El personalismo militarista ha sido, quizá, la máxima expresión tumoral de nuestro existir político bicentenario como nación independiente.
La patria criolla tuvo en su gestación un pecado original: la imposición de un personalismo pretoriano que colocó en la fuerza de las armas la capacidad de decisión política.
Con dolor, debe constatarse que el liderazgo hegemónico y centralista de Simón Bolívar no solo no fue ajeno a ese mal, sino que constituyó —en el período bélico independentista— su máxima expresión en cuanto mito de origen de nuestra entidad republicana.

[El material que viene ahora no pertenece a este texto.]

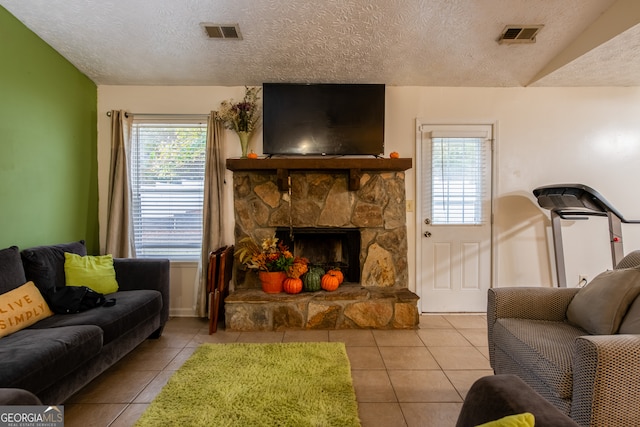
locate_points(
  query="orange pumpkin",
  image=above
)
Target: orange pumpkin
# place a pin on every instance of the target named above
(292, 285)
(330, 282)
(336, 272)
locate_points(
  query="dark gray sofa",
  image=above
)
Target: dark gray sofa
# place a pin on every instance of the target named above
(57, 356)
(494, 397)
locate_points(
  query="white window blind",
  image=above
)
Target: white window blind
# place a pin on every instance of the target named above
(457, 193)
(167, 165)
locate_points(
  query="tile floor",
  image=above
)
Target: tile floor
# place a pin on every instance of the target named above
(401, 378)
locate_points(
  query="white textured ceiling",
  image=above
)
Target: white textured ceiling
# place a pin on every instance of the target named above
(396, 42)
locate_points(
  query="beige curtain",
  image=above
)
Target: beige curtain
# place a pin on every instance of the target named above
(212, 227)
(119, 229)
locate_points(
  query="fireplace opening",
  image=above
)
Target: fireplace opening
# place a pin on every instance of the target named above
(326, 247)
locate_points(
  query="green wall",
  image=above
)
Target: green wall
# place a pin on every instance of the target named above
(48, 139)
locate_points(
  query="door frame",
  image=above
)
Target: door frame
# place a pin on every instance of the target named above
(418, 197)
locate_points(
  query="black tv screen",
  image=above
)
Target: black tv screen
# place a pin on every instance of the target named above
(323, 119)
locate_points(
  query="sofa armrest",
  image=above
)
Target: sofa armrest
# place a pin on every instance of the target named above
(526, 303)
(154, 274)
(606, 374)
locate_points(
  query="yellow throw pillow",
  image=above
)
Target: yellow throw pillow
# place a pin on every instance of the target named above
(95, 272)
(22, 307)
(519, 420)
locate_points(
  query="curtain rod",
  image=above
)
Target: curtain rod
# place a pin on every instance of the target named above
(126, 114)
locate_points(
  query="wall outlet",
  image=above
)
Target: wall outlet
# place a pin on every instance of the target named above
(410, 206)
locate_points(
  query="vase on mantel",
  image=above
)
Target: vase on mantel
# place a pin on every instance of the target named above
(272, 281)
(244, 142)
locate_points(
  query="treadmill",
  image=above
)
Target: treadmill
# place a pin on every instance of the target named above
(578, 202)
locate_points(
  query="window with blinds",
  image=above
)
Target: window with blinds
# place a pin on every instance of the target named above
(167, 165)
(457, 191)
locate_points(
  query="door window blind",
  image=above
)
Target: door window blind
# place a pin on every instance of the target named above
(167, 165)
(457, 193)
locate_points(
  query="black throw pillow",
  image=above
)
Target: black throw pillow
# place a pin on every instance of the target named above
(44, 265)
(11, 270)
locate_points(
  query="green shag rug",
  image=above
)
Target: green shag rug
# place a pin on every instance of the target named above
(290, 384)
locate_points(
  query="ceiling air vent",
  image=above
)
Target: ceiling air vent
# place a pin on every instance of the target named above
(519, 34)
(222, 31)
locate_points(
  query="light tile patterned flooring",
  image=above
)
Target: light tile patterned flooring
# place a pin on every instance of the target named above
(401, 377)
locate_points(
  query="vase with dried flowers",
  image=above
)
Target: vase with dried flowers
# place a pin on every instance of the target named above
(242, 117)
(272, 260)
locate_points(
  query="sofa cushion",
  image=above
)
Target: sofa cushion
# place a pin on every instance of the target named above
(95, 272)
(631, 321)
(541, 348)
(35, 359)
(22, 307)
(11, 269)
(599, 307)
(44, 265)
(131, 309)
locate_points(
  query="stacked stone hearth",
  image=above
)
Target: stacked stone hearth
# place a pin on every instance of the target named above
(322, 199)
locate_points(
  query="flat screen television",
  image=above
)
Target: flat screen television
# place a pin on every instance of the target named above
(323, 119)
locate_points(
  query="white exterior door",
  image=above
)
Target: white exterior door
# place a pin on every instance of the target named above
(454, 215)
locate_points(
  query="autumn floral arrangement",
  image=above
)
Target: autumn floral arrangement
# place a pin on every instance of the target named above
(271, 255)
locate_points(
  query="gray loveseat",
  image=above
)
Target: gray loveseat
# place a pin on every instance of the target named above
(578, 347)
(57, 356)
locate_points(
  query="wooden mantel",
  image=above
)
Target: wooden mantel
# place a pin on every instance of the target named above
(353, 166)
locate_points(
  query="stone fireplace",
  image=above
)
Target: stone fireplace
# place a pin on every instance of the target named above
(350, 217)
(326, 247)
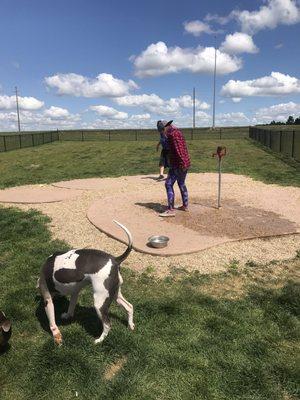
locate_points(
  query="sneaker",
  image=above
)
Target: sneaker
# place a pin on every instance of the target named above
(182, 208)
(167, 213)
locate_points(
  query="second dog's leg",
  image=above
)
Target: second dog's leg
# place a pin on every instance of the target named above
(128, 307)
(102, 303)
(49, 308)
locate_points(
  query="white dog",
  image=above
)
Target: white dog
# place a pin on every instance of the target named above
(67, 273)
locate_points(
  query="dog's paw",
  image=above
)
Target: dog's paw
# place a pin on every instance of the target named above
(66, 316)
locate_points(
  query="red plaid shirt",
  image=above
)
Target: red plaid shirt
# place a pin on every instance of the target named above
(179, 156)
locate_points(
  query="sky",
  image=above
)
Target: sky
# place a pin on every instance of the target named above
(126, 64)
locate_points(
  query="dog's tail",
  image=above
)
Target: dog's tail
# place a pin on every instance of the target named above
(123, 256)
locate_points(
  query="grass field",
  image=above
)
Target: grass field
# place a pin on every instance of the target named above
(68, 160)
(230, 336)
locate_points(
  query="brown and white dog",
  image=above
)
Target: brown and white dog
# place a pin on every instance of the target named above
(67, 273)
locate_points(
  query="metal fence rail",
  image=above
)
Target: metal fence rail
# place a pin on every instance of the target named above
(286, 142)
(20, 141)
(13, 141)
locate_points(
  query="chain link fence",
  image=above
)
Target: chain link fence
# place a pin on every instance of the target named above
(11, 141)
(286, 142)
(152, 134)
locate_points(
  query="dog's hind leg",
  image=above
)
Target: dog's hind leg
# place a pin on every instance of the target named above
(128, 307)
(102, 302)
(49, 309)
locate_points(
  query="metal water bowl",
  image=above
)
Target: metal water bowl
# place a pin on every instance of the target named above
(158, 241)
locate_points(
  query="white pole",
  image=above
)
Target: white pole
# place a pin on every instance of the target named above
(214, 96)
(194, 102)
(219, 188)
(18, 113)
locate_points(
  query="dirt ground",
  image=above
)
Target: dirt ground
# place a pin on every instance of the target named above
(244, 200)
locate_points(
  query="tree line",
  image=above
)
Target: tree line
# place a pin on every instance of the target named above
(289, 121)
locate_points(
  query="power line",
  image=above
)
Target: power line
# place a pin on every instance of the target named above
(194, 102)
(18, 112)
(214, 97)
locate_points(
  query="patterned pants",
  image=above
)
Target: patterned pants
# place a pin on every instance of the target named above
(179, 176)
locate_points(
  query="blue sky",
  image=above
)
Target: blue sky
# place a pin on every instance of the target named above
(113, 64)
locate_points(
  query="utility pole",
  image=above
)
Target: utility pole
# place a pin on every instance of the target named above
(214, 97)
(18, 113)
(194, 102)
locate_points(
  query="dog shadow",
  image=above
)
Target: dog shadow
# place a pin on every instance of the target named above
(153, 178)
(86, 317)
(157, 207)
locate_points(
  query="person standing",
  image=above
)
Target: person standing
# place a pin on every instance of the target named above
(179, 160)
(163, 160)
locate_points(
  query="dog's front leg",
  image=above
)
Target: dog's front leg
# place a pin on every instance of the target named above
(102, 304)
(49, 308)
(128, 307)
(73, 300)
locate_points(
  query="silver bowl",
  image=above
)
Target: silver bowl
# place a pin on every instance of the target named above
(158, 241)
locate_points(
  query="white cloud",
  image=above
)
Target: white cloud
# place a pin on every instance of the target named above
(278, 46)
(238, 42)
(155, 104)
(269, 16)
(25, 103)
(231, 119)
(38, 120)
(56, 112)
(104, 85)
(277, 84)
(197, 27)
(109, 112)
(140, 117)
(277, 112)
(158, 59)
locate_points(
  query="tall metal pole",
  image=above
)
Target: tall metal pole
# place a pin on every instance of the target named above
(194, 103)
(18, 113)
(214, 99)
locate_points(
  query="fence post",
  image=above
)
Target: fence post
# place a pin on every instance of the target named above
(293, 145)
(280, 139)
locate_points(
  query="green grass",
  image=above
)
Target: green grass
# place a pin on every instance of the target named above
(70, 160)
(189, 343)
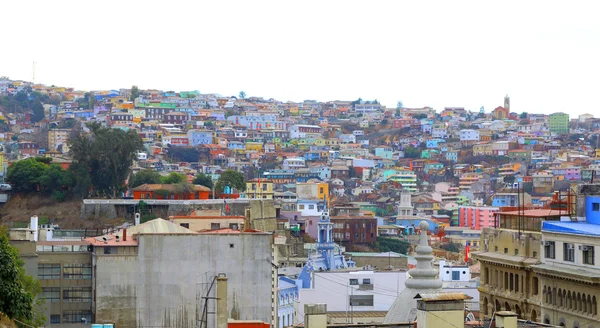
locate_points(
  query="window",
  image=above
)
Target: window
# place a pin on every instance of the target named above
(77, 294)
(361, 300)
(54, 318)
(77, 271)
(569, 252)
(51, 294)
(549, 249)
(48, 271)
(76, 316)
(588, 254)
(455, 275)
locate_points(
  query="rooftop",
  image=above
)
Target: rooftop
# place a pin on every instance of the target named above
(575, 228)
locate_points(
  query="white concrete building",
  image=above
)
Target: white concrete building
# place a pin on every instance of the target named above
(469, 135)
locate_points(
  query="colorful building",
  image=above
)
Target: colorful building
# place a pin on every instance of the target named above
(476, 217)
(558, 123)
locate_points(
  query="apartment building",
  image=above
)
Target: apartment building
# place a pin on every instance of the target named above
(58, 140)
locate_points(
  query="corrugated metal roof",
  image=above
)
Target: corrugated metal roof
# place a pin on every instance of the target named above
(432, 297)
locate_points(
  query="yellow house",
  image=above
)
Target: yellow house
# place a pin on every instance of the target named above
(259, 188)
(482, 149)
(253, 145)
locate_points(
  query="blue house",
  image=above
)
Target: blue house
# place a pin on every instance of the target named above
(287, 294)
(312, 155)
(452, 156)
(384, 152)
(199, 137)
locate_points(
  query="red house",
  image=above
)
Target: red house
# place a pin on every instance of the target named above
(169, 191)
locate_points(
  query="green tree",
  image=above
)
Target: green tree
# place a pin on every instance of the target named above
(38, 112)
(135, 92)
(412, 152)
(57, 181)
(392, 245)
(231, 178)
(203, 180)
(173, 178)
(15, 301)
(108, 154)
(25, 175)
(145, 176)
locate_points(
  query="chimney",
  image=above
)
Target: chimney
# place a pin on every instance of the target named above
(315, 315)
(222, 312)
(506, 319)
(33, 226)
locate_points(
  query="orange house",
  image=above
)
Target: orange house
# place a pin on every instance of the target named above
(169, 191)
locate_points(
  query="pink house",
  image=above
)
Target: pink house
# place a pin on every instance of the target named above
(477, 217)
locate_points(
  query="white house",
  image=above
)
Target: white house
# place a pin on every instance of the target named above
(348, 138)
(469, 135)
(358, 291)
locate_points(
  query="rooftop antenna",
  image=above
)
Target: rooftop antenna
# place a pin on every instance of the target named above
(33, 72)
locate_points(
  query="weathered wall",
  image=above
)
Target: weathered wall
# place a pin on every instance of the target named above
(164, 284)
(111, 209)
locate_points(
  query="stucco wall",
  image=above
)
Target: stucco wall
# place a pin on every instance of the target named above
(164, 284)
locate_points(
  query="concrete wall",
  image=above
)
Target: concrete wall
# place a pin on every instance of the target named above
(164, 284)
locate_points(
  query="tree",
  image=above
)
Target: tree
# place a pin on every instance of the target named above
(203, 180)
(135, 92)
(510, 179)
(108, 155)
(15, 301)
(232, 179)
(145, 176)
(25, 175)
(38, 112)
(57, 181)
(392, 245)
(173, 178)
(412, 152)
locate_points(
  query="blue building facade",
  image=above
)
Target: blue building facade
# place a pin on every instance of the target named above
(287, 295)
(196, 137)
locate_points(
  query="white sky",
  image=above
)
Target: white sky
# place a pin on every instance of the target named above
(544, 54)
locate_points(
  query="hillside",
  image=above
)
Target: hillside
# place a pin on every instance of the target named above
(21, 207)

La ilusión moderna —civil, federal e ilustrada— que animó la Independencia se desvaneció al desvanecerse el poder y la vida misma del Libertador, pero las patologías —que provocaron su imposibilidad de continuidad histórico-política— quedaron sembradas en el propio proceso de hechura, siempre en marcha, de la patria criolla.
Bolívar alentó gravemente la patología militarista que, con distintas poses, durante dos siglos ha sido el obstáculo más serio para la recta andadura de una república como Venezuela, que nació —sin embargo— civil y civilista, federal y democrática, en la capilla de la Universidad de Caracas, sede del primer Congreso de Venezuela, el 5 de julio de 1811.